Actinic keratoses appear as persistent, rough, sometimes red and tender dry patches on the skin on the face, head, hands, arms or other body parts that typically have experienced long-term and frequent exposure to the sun. Up to 10 percent of actinic keratoses may progress to skin cancers, such as squamous cell or basal cell carcinoma. Many lesions are benign and remain unchanged for many years. Some may appear and progress rapidly. Also, old stable lesions can suddenly change and begin to grow. Unfortunately, it is impossible to predict which lesions will remain stable and which will grow.

Treatment: Cryotherapy, or liquid nitrogen freezing, is the most effective treatment for individual lesions. Extensive areas may be treated with topical creams, such as 5-fluorouracil, Efudex, Carac and Solaraze. Aldara is a new treatment that stimulates the immune system to fight pre-cancers in the skin. Some resistant actinic keratoses may need to be surgically removed.


Basal Cell Carcinoma (BCC)

Basal cell carcinoma is the most common form of skin cancer, appearing primarily on sun-exposed skin, though it may appear on covered skin. The risk of BCC increases with age and is most likely to appear as a non-healing, pearly nodule that occasionally bleeds, though it may also mimic scar tissue or eczema. While it rarely spreads to the bloodstream, if left unattended it can be very destructive, as it appears most often on the cheeks, nose, eyelids and ears.

Treatment includes simple surgical removal using electrodessication and curettage (scraping and cautery the area) or elliptical excision. Repair of large lesions may require skin grafts or skin flaps, which can be performed in the office. Difficult cases may require Mohs chemosurgery.


Squamous Cell Carcinoma (SCC)

Squamous cell carcinoma represents 30 percent of all skin cancers and presents as firm, pink/red nodular growths typically on sun-exposed skin. They are frequently seen in patients whose immune systems are suppressed, such as patients who have had heart or kidney transplants, and those with severe chronic illness, such as patients on renal dialysis. Left untreated, SCC may metastasize, or spread, to other parts of the body, including major organs, and possibly cause death.
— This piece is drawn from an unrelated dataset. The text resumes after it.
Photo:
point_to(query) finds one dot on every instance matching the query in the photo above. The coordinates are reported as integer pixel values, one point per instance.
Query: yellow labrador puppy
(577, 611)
Treatment: In the early stages, SCC is easily treated by simple in-office surgical removal of the lesion before it is able to spread.


Malignant Melanoma

Malignant melanoma arises from the pigment cells in the skin called melanocytes. It may occur in pre-existing moles or spontaneously arise from normal-appearing skin. Unlike basal cell and squamous cell carcinomas, it may appear in young patients who are still in their late teens. Early detection is vital since the risks and morbidity are directly related to the progression of the cancer through the layers of the skin at the time of diagnosis. 50 percent of diagnosed melanomas are in "in situ," which means they have not penetrated beyond the epidermis or outer layer of the skin. Thus, it is important for patients to recognize the characteristics associated with melanoma. Is the mole new or has an old mole begun to change within the previous one to six months? Are the margins smooth or irregular? Is the surface even in color? Is the mole smaller than the eraser on a pencil? Asymmetry, border irregularities, color variations, diameter and evolving appearance are all important factors and should lead the patient to make an appointment. However, the final diagnosis can only be made by looking at the cellular morphology, or structure.

Treatment: If a mole appears suspicious on visual exam, it will be removed in the office and sent for examination by a pathologist who specializes in dermatology. If nothing is found, the patient will simply be encouraged to continue monitoring the skin. If a diagnosis of melanoma is made, and the depth of invasion is less than one millimeter, a wider excision will be performed. This is typically done in the office by Dr. Humeniuk. Patients with melanomas having invasion depths greater than one millimeter are sent to a general surgeon for wide excision and sentinel lymph node mapping. In any case, self-examination by the patient is extremely important.